I’ll leave it as an exercise to the reader to see what happens when c is included in the model as a covariate.

Finally, an advanced example that’s used as a demonstration but illustrates the flexibility of unifying modeling, simulation, and wrangling. We’ll calculate the width of the x confidence interval as a function of the sample size n and averaging over 100 trials.

I’ve used only two trials to show the output of trials(), but increase it to, say, times = 100 and finish off the wrangling with the {dplyr} function summarize(mean(width), .by = sample_size).

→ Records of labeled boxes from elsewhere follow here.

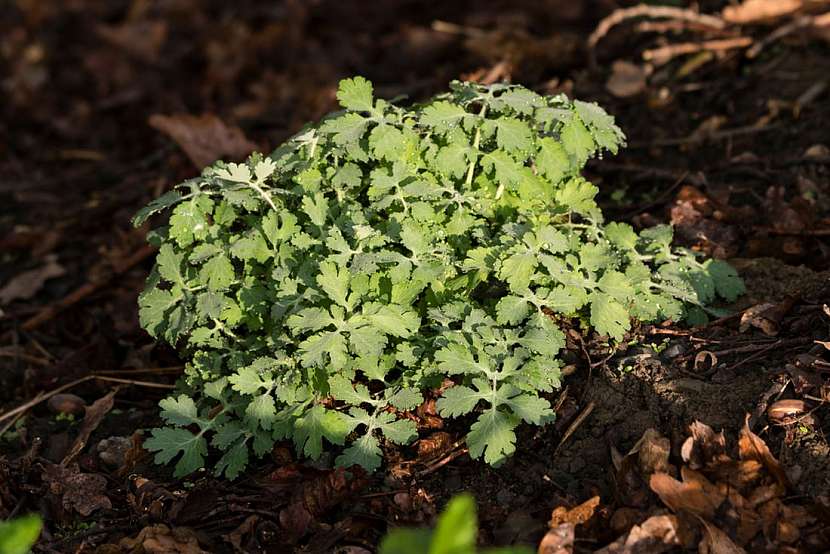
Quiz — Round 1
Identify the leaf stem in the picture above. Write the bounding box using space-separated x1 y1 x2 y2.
464 103 487 189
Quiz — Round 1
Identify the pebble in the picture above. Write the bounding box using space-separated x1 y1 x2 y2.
47 394 86 415
98 437 133 468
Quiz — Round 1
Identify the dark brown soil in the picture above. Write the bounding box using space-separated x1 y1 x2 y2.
0 0 830 553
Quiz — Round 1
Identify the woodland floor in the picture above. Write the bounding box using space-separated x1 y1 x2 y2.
0 0 830 554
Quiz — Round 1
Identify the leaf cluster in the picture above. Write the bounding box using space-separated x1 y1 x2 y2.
378 494 533 554
135 77 742 478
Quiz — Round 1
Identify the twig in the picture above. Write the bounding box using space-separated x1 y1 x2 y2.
96 365 184 376
553 400 596 456
631 123 783 148
0 375 175 421
21 245 155 331
746 15 814 59
712 337 813 357
754 225 830 237
588 4 726 68
417 446 470 477
0 349 52 366
643 37 752 65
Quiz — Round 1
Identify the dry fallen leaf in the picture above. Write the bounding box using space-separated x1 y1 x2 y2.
631 429 673 478
740 298 795 337
61 390 117 465
698 520 746 554
767 398 807 423
738 414 790 489
649 473 723 519
605 60 646 98
548 496 599 528
150 114 257 169
119 524 208 554
96 21 167 64
0 256 66 306
43 464 112 516
595 515 694 554
538 523 576 554
722 0 804 25
680 421 726 469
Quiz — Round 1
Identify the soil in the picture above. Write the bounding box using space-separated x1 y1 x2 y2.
0 0 830 553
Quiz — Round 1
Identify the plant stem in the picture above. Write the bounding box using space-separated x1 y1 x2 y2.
464 104 487 189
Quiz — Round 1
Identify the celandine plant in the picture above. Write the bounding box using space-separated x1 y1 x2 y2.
135 77 743 478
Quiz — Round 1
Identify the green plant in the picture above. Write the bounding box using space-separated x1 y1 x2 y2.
0 515 43 554
378 494 533 554
135 77 742 478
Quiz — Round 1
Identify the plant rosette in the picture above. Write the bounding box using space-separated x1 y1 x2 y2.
134 77 743 478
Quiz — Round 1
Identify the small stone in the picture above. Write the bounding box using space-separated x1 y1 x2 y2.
47 394 86 415
98 437 133 468
804 144 830 158
393 492 412 512
662 342 688 360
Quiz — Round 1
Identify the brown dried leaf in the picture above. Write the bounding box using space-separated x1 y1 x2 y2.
119 524 208 554
595 515 694 554
224 515 259 553
548 496 599 528
649 473 723 519
46 393 86 415
605 60 646 98
738 414 790 489
418 431 453 462
767 398 807 423
0 256 66 306
280 468 366 540
150 114 257 169
43 464 112 516
722 0 804 25
538 523 576 554
61 389 117 465
632 429 674 479
698 520 746 554
680 421 726 469
96 21 167 64
740 299 795 337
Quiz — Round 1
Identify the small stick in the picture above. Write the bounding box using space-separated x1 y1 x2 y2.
0 375 175 421
21 245 156 331
643 37 752 65
553 400 596 456
588 4 726 68
417 446 470 477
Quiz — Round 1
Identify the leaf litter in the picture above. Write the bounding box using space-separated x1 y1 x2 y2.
0 1 830 552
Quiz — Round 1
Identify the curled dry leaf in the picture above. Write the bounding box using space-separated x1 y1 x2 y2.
740 298 795 337
538 523 576 554
767 399 807 424
680 421 728 469
46 393 86 415
96 20 167 64
280 467 366 540
649 470 724 519
61 390 117 465
632 429 674 478
150 114 257 169
418 431 453 461
43 464 112 516
224 515 259 552
0 257 66 306
595 515 695 554
119 524 208 554
698 519 746 554
738 414 790 489
605 60 646 98
548 496 599 528
722 0 804 25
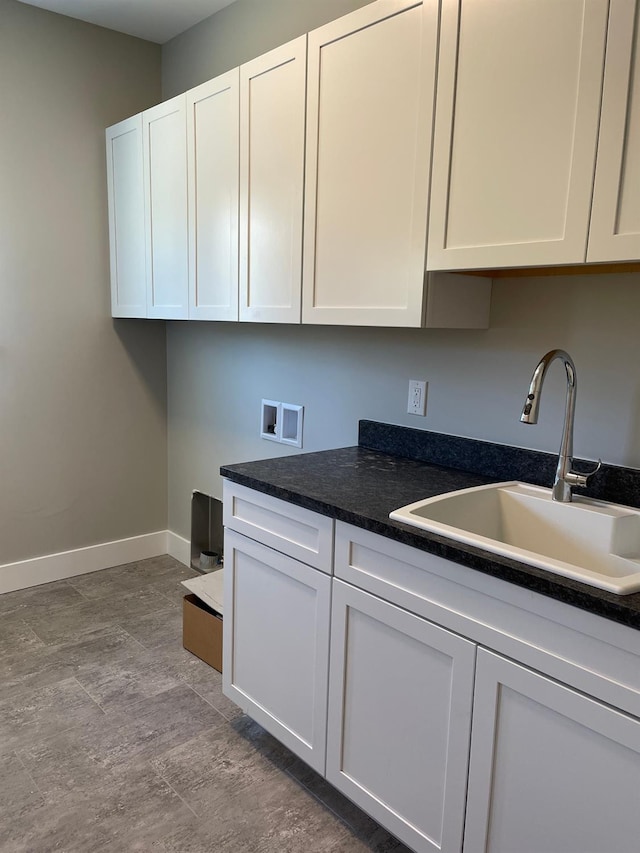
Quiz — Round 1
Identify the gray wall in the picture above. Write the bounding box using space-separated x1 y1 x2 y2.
0 0 167 565
162 0 371 100
163 0 640 537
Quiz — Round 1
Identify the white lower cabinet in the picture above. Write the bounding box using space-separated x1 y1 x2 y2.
465 649 640 853
223 482 640 853
327 580 476 853
223 530 331 773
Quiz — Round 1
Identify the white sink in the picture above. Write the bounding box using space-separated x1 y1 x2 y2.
389 482 640 595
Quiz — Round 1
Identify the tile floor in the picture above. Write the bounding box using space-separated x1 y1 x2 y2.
0 557 408 853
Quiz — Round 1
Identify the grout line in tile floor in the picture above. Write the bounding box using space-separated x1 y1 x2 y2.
0 557 409 853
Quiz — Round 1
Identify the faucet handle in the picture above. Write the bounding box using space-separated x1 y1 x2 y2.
565 459 602 489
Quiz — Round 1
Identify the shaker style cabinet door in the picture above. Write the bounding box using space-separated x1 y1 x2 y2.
464 649 640 853
187 68 239 320
106 115 147 317
302 0 438 326
142 95 189 320
327 580 478 853
222 529 331 773
587 0 640 261
240 36 307 323
427 0 608 270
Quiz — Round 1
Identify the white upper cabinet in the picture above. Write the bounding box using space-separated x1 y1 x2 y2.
240 36 307 323
427 0 608 270
464 649 640 853
587 0 640 261
302 0 438 326
106 115 147 317
142 95 189 320
187 68 239 320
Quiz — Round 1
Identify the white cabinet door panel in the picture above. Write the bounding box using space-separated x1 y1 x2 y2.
223 530 331 773
187 68 239 320
427 0 608 270
587 0 640 261
303 0 437 326
240 36 307 323
465 649 640 853
327 580 475 853
142 95 189 320
106 114 147 317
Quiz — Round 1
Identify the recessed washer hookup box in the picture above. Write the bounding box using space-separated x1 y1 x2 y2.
182 594 222 672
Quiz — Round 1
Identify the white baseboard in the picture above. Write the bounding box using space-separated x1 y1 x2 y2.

#> sample_size mean(width)#> 1 100 0.34800368#> 2 400 0.17059320#> 3 1600 0.08483481#> 4 6400 0.04251015#> 5 25600 0.02123563
{LSTbook}: An R package for Lessons in Statistical Thinking (2024)

References

Top Articles
41 Unique Office Bulletin Board Ideas Your Team Will Love
T-Shirts von 100 Days Of School Soccer 100th Day Boys Girls für Jungen - freenet.de
Genesis Parsippany
How To Do A Springboard Attack In Wwe 2K22
Free Atm For Emerald Card Near Me
Gunshots, panic and then fury - BBC correspondent's account of Trump shooting
Ncaaf Reference
Strange World Showtimes Near Cmx Downtown At The Gardens 16
Danielle Longet
Craigslist Dog Kennels For Sale
R/Altfeet
Vcuapi
Huge Boobs Images
Sivir Urf Runes
Wisconsin Women's Volleyball Team Leaked Pictures
50 Shades Darker Movie 123Movies
Metro Pcs.near Me
What Is Vioc On Credit Card Statement
Ein Blutbad wie kein anderes: Evil Dead Rise ist der Horrorfilm des Jahres
Kcwi Tv Schedule
Conan Exiles Sorcery Guide – How To Learn, Cast & Unlock Spells
Clare Briggs Guzman
Sullivan County Image Mate
Used Safari Condo Alto R1723 For Sale
Azur Lane High Efficiency Combat Logistics Plan
Craigslist Illinois Springfield
Walgreens Bunce Rd
Apartments / Housing For Rent near Lake Placid, FL - craigslist
Craigslist Lake Charles
Craig Woolard Net Worth
1145 Barnett Drive
Skepticalpickle Leak
Uno Fall 2023 Calendar
Desales Field Hockey Schedule
Devargasfuneral
O'reilly's Wrens Georgia
EST to IST Converter - Time Zone Tool
All Things Algebra Unit 3 Homework 2 Answer Key
Kelly Ripa Necklace 2022
Boone County Sheriff 700 Report
Cygenoth
Craigslist Com Panama City Fl
Cnp Tx Venmo
Nail Salon Open On Monday Near Me
Frigidaire Fdsh450Laf Installation Manual
Used Auto Parts in Houston 77013 | LKQ Pick Your Part
Tyrone Dave Chappelle Show Gif
Grandma's Portuguese Sweet Bread Recipe Made from Scratch
Tenichtop
Loss Payee And Lienholder Addresses And Contact Information Updated Daily Free List Bank Of America
Elizabethtown Mesothelioma Legal Question
Latest Posts
Article information

Author: Nicola Considine CPA

Last Updated:

Views: 5694

Rating: 4.9 / 5 (49 voted)

Reviews: 80% of readers found this page helpful

Author information

Name: Nicola Considine CPA

Birthday: 1993-02-26

Address: 3809 Clinton Inlet, East Aleisha, UT 46318-2392

Phone: +2681424145499

Job: Government Technician

Hobby: Calligraphy, Lego building, Worldbuilding, Shooting, Bird watching, Shopping, Cooking

Introduction: My name is Nicola Considine CPA, I am a determined, witty, powerful, brainy, open, smiling, proud person who loves writing and wants to share my knowledge and understanding with you.